Publication: Engineering news
Source: www.engineeringnews.co.za

Speaking in Johannesburg, he said PRASA should start using these first new trains, which will replace its old Metrorail rolling stock, in 2016.

The first 20 trains in the Passenger Rail Agency of South Africa’s (PRASA’s) ten-year, R51-billion deal to procure 600 new trains, should be shipped from Brazil by the end of 2015, said Gibela CEO Marc Granger on Thursday.

Speaking in Johannesburg, he said PRASA should start using these first new trains, which will replace its old Metrorail rolling stock, in 2016.

The majority shareholder in Gibela is Alstom Southern Africa (61%), with 9% of the shares held by New Africa Rail and 30% by Ubumbano Rail.

The remaining 580 trains of the contract will be manufactured at a new industrial park in Dunnottar, on the East Rand, said Granger, with construction on this site to start in February 2015.

At full production, this facility should produce 62 trains a year.

Production of the first South African trains was scheduled to start in 2017. They should have roughly 65% to 70% local content.

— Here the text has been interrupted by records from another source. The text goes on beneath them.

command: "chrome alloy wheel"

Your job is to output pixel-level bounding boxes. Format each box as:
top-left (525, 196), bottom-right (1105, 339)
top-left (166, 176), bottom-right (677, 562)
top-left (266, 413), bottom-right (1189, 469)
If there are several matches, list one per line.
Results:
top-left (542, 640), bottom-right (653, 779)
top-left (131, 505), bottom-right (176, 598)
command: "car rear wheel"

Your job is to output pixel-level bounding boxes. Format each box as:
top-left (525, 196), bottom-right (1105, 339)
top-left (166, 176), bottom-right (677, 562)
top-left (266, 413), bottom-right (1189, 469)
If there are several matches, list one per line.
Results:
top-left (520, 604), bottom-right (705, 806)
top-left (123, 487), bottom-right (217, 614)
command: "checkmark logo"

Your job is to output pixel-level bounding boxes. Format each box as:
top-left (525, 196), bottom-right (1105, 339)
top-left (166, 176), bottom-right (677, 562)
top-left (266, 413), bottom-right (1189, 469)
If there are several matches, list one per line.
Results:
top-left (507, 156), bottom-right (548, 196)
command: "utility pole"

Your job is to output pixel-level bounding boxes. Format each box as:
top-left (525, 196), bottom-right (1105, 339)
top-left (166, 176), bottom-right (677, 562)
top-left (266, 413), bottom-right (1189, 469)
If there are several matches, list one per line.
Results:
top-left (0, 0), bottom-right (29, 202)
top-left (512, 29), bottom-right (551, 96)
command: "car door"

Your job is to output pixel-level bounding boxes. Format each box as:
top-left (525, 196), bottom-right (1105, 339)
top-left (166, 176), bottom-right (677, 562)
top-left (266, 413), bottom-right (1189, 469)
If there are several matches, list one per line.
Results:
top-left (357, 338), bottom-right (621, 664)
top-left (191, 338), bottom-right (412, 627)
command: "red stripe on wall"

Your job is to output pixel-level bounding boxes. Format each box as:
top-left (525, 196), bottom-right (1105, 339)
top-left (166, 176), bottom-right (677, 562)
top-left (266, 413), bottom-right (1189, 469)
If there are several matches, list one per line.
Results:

The R51-billion price tag was subject to inflation and exchange rate fluctuations, said Granger.

Payment during the first five years of the deal would be in rand, moving to multicurrency payments.

Gibela had already received its first payment from Treasury, Granger added.

He also noted that Gibela had secured a maintenance, spares supply and technical support contract from PRASA for a period of 19 years, in a deal worth roughly R10-billion.

This figure would be influenced by the trains’ operating schedule.

In executing its contracts, Gibela would create 1 500 direct jobs, said Granger, and another 8 000 direct jobs in the supply chain.

Just under R800-million had been earmarked for skills development, R746-million for the development of rail sector enterprises and R273-million for community programmes.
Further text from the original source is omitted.